ARN

NSW Data Analytics Centre aims to create a standard on de-identified data

Privacy, data handling and use are top concerns when it comes to sharing data sets

Issues over handling and privacy are top of mind when it comes sharing data sets among government agencies, which is fuelling a need to create a new standard. 

While privacy may be perceived as a top concern among government agencies in sharing data, NSW Data Analytics Centre CEO, Ian Oppermann, said real ‘unvoiced’ concerns were related to the consequences of using the data, how it was being used and handled.

“Will I lose control over my actions?," he said. "If you see these insights, what does it say about the job we've been doing so far? Will we be embarrassed by what happens? 

"Do you have the expertise to analyse the insights rather than decide and let the data speak for itself? Do you need context? What are the consequences of taking action based on those insights? And how far will you use this insight in terms of an all automated process, how much do you need the person in the loop?.".

In the past three years, Oppermann said the NSW Data Analytics Centre has been working with the Australian Computer Society, Standards Australia, CSIRO’s Data61, legal firms, privacy advocates and the Australian Bureau of Statistics, among other government bodies, to work through what it can measure in linked de-identified data sets. 

“What does that do in terms of the measure of personal information? And can we put a measure on it? And as we link more and more data sets together, how far does that payload of information grow? And what becomes the risk of identification? It turns out to be a very, very subtle and very complex activity,” Oppermann said. 

“We've been working on this measure of personal information, to at least take that conversation into a quantifiable space to understand when we reach that threshold of a reasonable likelihood of identification.”

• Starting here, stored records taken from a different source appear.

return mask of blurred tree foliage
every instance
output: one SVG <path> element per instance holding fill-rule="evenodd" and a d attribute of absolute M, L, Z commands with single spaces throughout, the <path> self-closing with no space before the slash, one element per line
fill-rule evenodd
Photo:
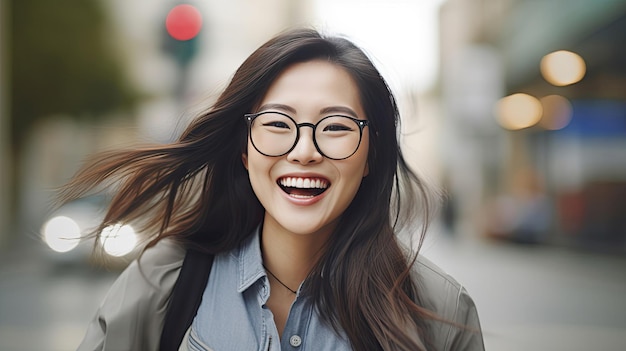
<path fill-rule="evenodd" d="M 137 100 L 98 0 L 13 0 L 11 15 L 13 147 L 38 119 L 98 119 Z"/>
<path fill-rule="evenodd" d="M 19 217 L 26 136 L 37 121 L 58 115 L 102 119 L 140 98 L 110 45 L 114 34 L 101 1 L 107 0 L 9 3 L 11 226 Z"/>

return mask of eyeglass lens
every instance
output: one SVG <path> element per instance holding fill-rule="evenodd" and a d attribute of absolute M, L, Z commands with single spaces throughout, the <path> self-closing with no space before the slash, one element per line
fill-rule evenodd
<path fill-rule="evenodd" d="M 297 143 L 298 126 L 286 115 L 266 112 L 257 115 L 252 121 L 250 137 L 259 152 L 268 156 L 281 156 L 291 151 Z M 314 142 L 317 149 L 331 159 L 351 156 L 360 141 L 361 127 L 345 116 L 325 117 L 315 127 Z"/>

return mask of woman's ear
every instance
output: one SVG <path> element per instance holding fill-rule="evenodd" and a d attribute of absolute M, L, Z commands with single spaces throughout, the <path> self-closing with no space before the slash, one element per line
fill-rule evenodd
<path fill-rule="evenodd" d="M 370 174 L 370 161 L 369 160 L 365 163 L 365 169 L 363 170 L 363 178 L 367 177 L 368 174 Z"/>
<path fill-rule="evenodd" d="M 247 170 L 248 169 L 248 154 L 247 153 L 244 152 L 241 154 L 241 162 L 243 163 L 243 166 Z"/>

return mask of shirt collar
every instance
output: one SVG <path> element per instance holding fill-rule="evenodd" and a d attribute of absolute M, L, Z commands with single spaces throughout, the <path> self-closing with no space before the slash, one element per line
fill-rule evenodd
<path fill-rule="evenodd" d="M 266 276 L 265 269 L 263 269 L 260 238 L 261 225 L 259 225 L 250 238 L 239 247 L 239 284 L 237 285 L 237 292 L 239 293 L 244 292 L 257 280 Z"/>

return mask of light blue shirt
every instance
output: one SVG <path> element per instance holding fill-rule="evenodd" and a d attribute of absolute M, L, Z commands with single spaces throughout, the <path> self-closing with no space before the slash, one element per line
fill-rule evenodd
<path fill-rule="evenodd" d="M 215 257 L 188 333 L 190 350 L 351 350 L 346 336 L 322 321 L 300 290 L 281 339 L 266 306 L 270 283 L 262 264 L 258 230 L 239 249 Z"/>
<path fill-rule="evenodd" d="M 184 247 L 161 240 L 133 261 L 102 301 L 78 350 L 158 351 L 184 258 Z M 411 267 L 411 275 L 419 287 L 420 305 L 449 321 L 426 320 L 432 350 L 484 351 L 476 306 L 465 288 L 423 256 Z M 180 350 L 350 349 L 347 338 L 324 324 L 304 296 L 293 303 L 279 340 L 265 306 L 269 294 L 257 231 L 241 248 L 215 258 L 198 314 Z"/>

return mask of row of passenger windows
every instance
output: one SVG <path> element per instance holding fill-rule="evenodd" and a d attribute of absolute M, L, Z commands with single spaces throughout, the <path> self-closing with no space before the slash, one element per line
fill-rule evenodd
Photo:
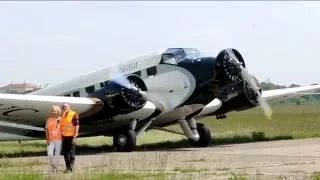
<path fill-rule="evenodd" d="M 100 87 L 101 88 L 104 88 L 104 86 L 105 86 L 105 83 L 107 83 L 108 81 L 106 81 L 106 82 L 101 82 L 100 83 Z M 88 86 L 88 87 L 85 87 L 84 88 L 85 89 L 85 91 L 86 91 L 86 93 L 87 94 L 91 94 L 91 93 L 93 93 L 93 92 L 95 92 L 95 87 L 94 87 L 94 85 L 91 85 L 91 86 Z M 72 92 L 72 93 L 67 93 L 67 94 L 64 94 L 63 96 L 67 96 L 67 97 L 70 97 L 70 96 L 73 96 L 73 97 L 80 97 L 81 95 L 80 95 L 80 91 L 74 91 L 74 92 Z"/>
<path fill-rule="evenodd" d="M 133 74 L 136 74 L 136 75 L 138 75 L 138 76 L 141 76 L 141 71 L 137 71 L 137 72 L 135 72 L 135 73 L 133 73 Z M 156 74 L 157 74 L 157 67 L 156 67 L 156 66 L 153 66 L 153 67 L 150 67 L 150 68 L 147 69 L 147 76 L 152 76 L 152 75 L 155 76 Z M 104 87 L 105 87 L 105 84 L 106 84 L 107 82 L 108 82 L 108 81 L 106 81 L 106 82 L 101 82 L 101 83 L 100 83 L 100 88 L 104 88 Z M 95 87 L 94 87 L 94 85 L 85 87 L 84 89 L 85 89 L 85 91 L 86 91 L 87 94 L 91 94 L 91 93 L 95 92 Z M 72 95 L 73 97 L 80 97 L 80 96 L 81 96 L 81 95 L 80 95 L 80 91 L 74 91 L 74 92 L 72 92 L 72 93 L 67 93 L 67 94 L 64 94 L 63 96 L 70 97 L 71 95 Z"/>

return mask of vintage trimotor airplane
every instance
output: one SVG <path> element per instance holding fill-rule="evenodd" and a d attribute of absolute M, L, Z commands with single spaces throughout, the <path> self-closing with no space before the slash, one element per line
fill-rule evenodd
<path fill-rule="evenodd" d="M 44 138 L 52 105 L 71 104 L 80 115 L 80 136 L 113 136 L 117 151 L 132 151 L 149 129 L 179 124 L 197 147 L 211 142 L 210 130 L 196 121 L 225 118 L 230 111 L 319 90 L 320 85 L 262 91 L 241 54 L 224 49 L 203 57 L 194 48 L 169 48 L 48 86 L 30 94 L 0 94 L 0 140 Z"/>

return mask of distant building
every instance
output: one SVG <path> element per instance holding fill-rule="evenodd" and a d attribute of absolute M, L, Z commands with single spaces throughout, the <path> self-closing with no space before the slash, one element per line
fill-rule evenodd
<path fill-rule="evenodd" d="M 10 94 L 26 94 L 41 89 L 40 85 L 23 83 L 10 83 L 6 86 L 0 87 L 0 93 Z"/>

Oppermann said he would like to take these measures to organisations that developed such things as the cyber security standards SE2700 series to start taking what it has done to date, and look at building a standard in the de-identified data space, something he thinks is about two years away. 

“We've also tried to work out the different environments, the different protections we need to put in place when thinking about how we look after our data,” he said. 

The NSW Data Analytics Centre has just turned four years old and looks at the challenges facing a range of industries and verticals from compulsory third party insurance to risky response times to transport optimisation, and serious issues addressing domestic and family violence, and the out of home care reform. To date, it has been involved in about 50 projects.

"Our philosophy is that data is a way of seeing the world. Every data set is incomplete, is imperfect and doesn't give full coverage, but it gives you a point of light," he said. "If we think about the impact of a piece of infrastructure, it's not just transport, but it also has implications on the workforce, education and even health," he said. 

"We deliberately link together hundreds and thousands of data sets of a great variety to get an insight into a problem we're looking at...linking many different data sets means we're constantly focused on privacy. Without getting privacy right, it means we're not doing the right thing with the data sets that we're linking together."